The art of recognising a technology that is ripe for picking

COLUMN: As an investor, it is vital to understand the so-called hype cycle of new technologies, says Danske Bank’s investment strategist, Lars Skovgaard Andersen. There is a vast difference between when something makes a good news story and when it makes a good investment.

We regularly hear of new, groundbreaking technologies and the undreamt of possibilities they open up – along with the enormous financial potential they hold. As an investor, it sends an involuntary tingle down our spine.






Unfortunately, however, things are seldom as easy and painless as the optimists expect. First, the jump from prototype to commercially viable technology is often large; and second, many of the best ideas get bought up by larger companies or asset funds. Even if you are lucky enough to actually get to invest in one of the promising new technologies via the stock market, these equities can often be surrounded by so much hype that valuations bear little resemblance to reality. In many cases, earnings simply cannot match the soaring expectations.

Timing is everything in the hype cycle 

This is because new technologies can be enormously hyped and investors often become so scared of missing the boat that they uncritically jump aboard at a point that is much too early or expensive. We at Danske Bank therefore have a great deal of focus on when investors should ideally invest in new trends – in  other words, the art of timing investments correctly in the so-called hype cycle for new technologies.

A hype cycle describes the classic lifecycle for new technologies from the investor’s viewpoint – and here the problem is that we typically overestimate the short-term effects and underestimate the long-term effects. We expect that new technologies will revolutionise the world within a short space of time, but that is rarely the case. Then, while the hyped interest wears off and disappointed investors rein in their ambitions, the technology gradually matures and develops until it gets its broad, commercial breakthrough.

Lars Skovgaard Andersen

Investment Strategist, Danske Bank

During this process we often find that the companies who were part of creating the original hype are not the sector’s long-term winners. However, if investors have burned their fingers on the technology’s early, promising players, it may be hard to ride the wave again when the technology actually becomes commercially mature.

When things went wrong 
Take smartphones, for example. Back in the late 90s and early 00s the dream was to access the internet with our mobile phones, and that created a great deal of hype that contributed to the collapse of the dot.com bubble.

Many investors lost so much money on IT equities that several years passed before they again had a desire to consider that option when investing, which resulted in massive ‘lost’ returns. For in the meantime Apple had reinvented itself and given the smartphone its global breakthrough and shareholders an enormous return, while many of the investors who had got burned watched passively from the sidelines and could only note that the original frontrunners like Nokia and Ericsson had been shunted aside. 
 
When I consider the tech sector at present, 5G is one of the areas where the hype seems overblown. There is no doubt that Western companies are on the cusp of usurping Huawei, but the rollout of 5G is happening slowly, and it is not certain whether 5G will be an attractive investment case any time soon.

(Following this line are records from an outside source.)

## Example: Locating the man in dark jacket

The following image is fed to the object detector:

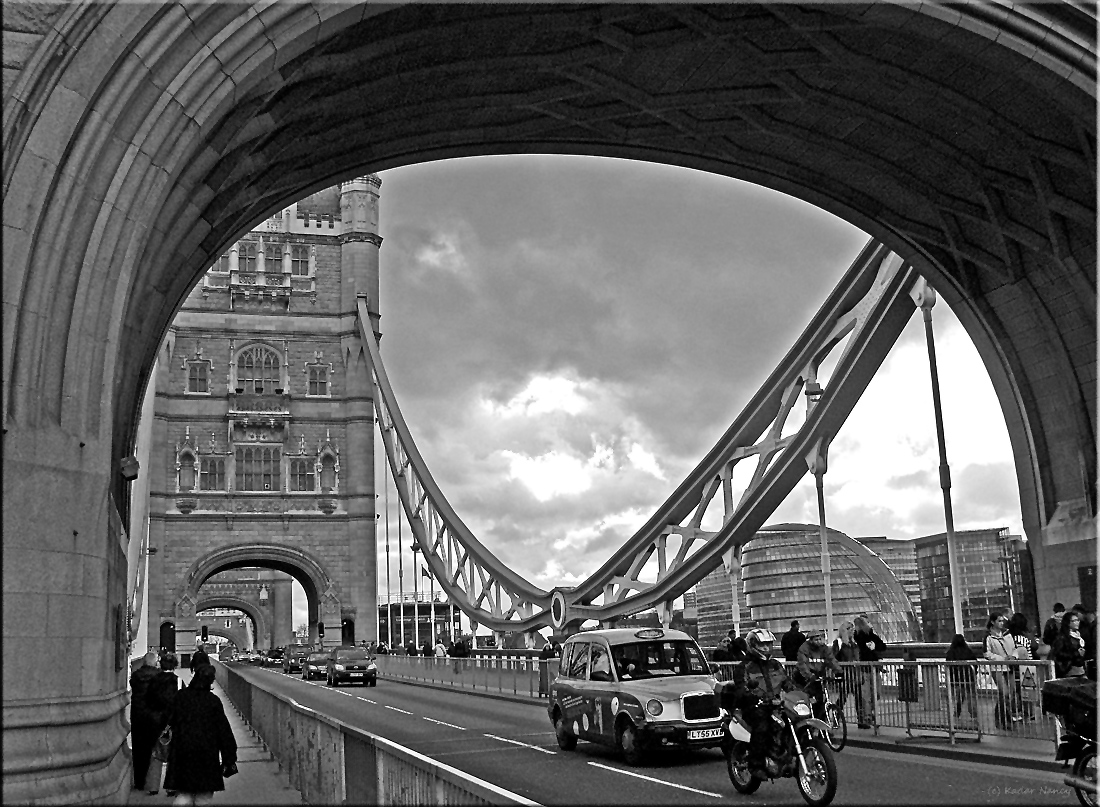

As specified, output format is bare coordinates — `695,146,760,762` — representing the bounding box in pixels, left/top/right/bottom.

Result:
780,619,806,661
851,616,887,729
164,664,237,802
735,628,794,780
130,650,164,789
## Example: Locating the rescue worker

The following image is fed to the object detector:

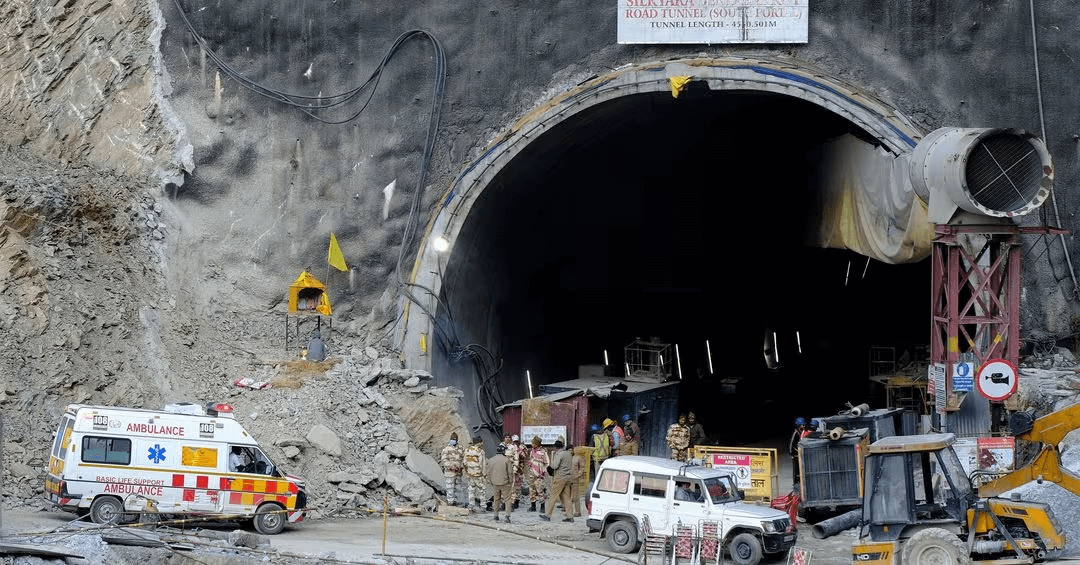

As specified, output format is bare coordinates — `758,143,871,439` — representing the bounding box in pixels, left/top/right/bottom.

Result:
487,444,514,524
667,414,690,461
540,436,573,522
526,435,551,512
620,414,642,455
589,423,611,474
505,434,525,510
438,432,464,507
567,446,589,517
604,418,626,455
787,416,808,490
464,435,487,512
686,412,708,447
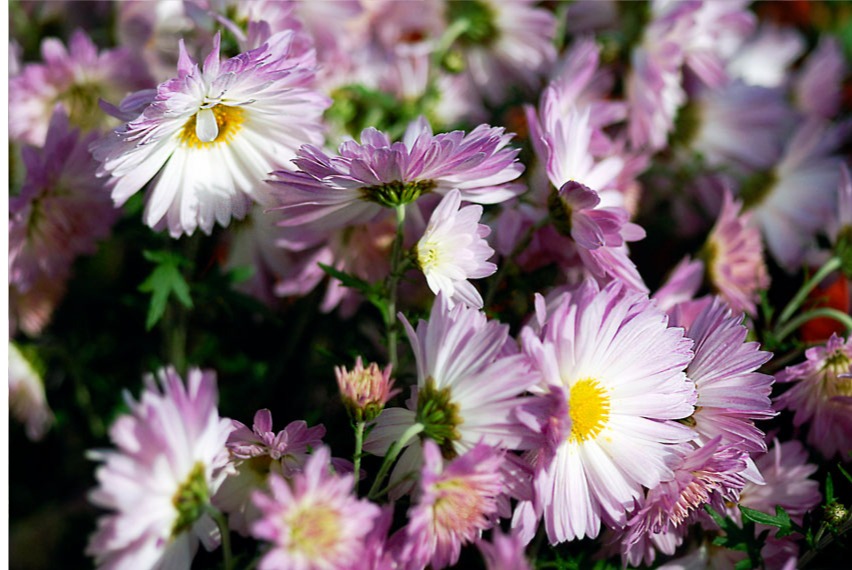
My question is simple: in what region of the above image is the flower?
[704,190,769,317]
[516,281,695,544]
[9,342,53,441]
[270,117,523,231]
[213,409,325,536]
[92,31,328,237]
[9,30,152,146]
[87,368,233,568]
[400,441,503,570]
[415,189,497,309]
[334,356,399,422]
[251,446,381,570]
[364,293,538,497]
[775,334,852,458]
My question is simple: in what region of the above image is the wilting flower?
[775,334,852,458]
[364,294,538,495]
[270,117,523,230]
[9,30,151,146]
[415,189,497,309]
[704,190,769,317]
[516,281,695,543]
[401,441,503,570]
[334,356,399,422]
[251,447,380,570]
[213,409,325,536]
[93,31,328,237]
[9,342,53,441]
[87,368,233,568]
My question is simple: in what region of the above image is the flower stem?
[776,257,840,326]
[352,421,367,495]
[205,503,234,570]
[367,422,423,499]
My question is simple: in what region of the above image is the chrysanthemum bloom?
[415,189,497,309]
[87,368,233,568]
[9,30,152,146]
[738,119,843,271]
[521,281,695,543]
[364,294,538,496]
[334,356,399,422]
[93,31,328,237]
[400,441,503,570]
[775,334,852,458]
[270,117,524,231]
[9,109,119,294]
[251,446,380,570]
[703,190,769,317]
[445,0,556,103]
[9,342,53,441]
[213,409,325,536]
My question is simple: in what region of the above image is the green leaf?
[139,251,192,330]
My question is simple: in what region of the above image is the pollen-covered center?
[285,503,341,560]
[568,378,610,443]
[417,378,462,459]
[180,105,245,148]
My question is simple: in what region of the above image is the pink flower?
[415,189,497,309]
[515,281,695,544]
[87,368,232,568]
[93,31,328,237]
[400,441,503,570]
[251,447,380,570]
[775,334,852,458]
[9,30,151,146]
[704,190,769,317]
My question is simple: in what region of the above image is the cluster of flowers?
[9,0,852,569]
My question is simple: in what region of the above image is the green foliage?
[139,251,192,330]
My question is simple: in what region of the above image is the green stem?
[352,421,367,496]
[775,257,840,329]
[367,422,423,499]
[775,307,852,341]
[204,503,234,570]
[385,204,405,370]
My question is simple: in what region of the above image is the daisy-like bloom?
[415,189,497,309]
[445,0,556,103]
[9,108,119,294]
[87,368,233,568]
[9,30,152,146]
[9,342,53,441]
[334,356,400,422]
[400,441,503,570]
[364,293,538,497]
[93,31,328,237]
[270,117,524,231]
[739,119,843,271]
[703,189,769,317]
[251,446,380,570]
[213,409,325,536]
[516,281,695,544]
[775,334,852,459]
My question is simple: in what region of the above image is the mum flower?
[415,189,497,309]
[270,117,524,230]
[400,441,503,570]
[87,368,233,568]
[521,281,695,543]
[93,31,328,237]
[364,294,538,495]
[251,447,380,570]
[775,334,852,458]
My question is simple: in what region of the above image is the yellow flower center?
[285,503,340,560]
[568,378,610,443]
[180,105,246,148]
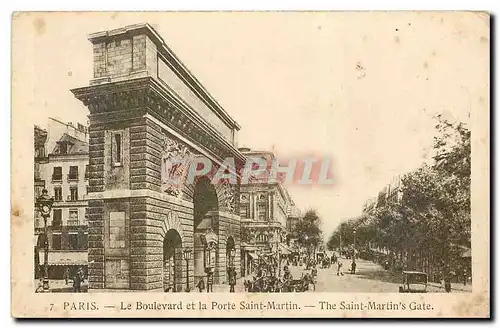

Timing is right for electric vehicles  

In contrast, electric vehicles are a theme that, in our opinion, is starting to be at that point in the hype cycle where they look very interesting from an investment perspective. The technology is gaining increasing global commercial momentum – and when I write electric vehicles and not electric cars, that is completely deliberate. While Tesla may well have made driving electric cars cool, there are lots of spinoffs from the technology. Just consider the electrically driven scooters we see everywhere in our major cities at present, and the electric bikes on the cycle paths.

Lars Skovgaard Andersen 

Investment Strategist, Danske Bank 

Big countries like China and India have a great deal of focus on developing electric vehicles – not least to mitigate pollution – and that means major investments in the research and development of new and even better solutions. Thus things could really take off, and this is part of the reason why we believe in the business case from an investor’s point of view.

To be completely honest, I have no idea where we will find the winners of the future in the area of electric vehicles, but I feel sure the initial hype has passed. The great uncertainty about which companies will be the future winners within this technology make it imperative to have a broad exposure across companies and technologies, so this is currently our approach to the investment case. And while it may sound a little boring, we are focused on slightly larger companies that have more than one leg to stand on.

This content is not investment advice - you should always speak to an advisor about how a possible investment matches your investment profile before making an investment.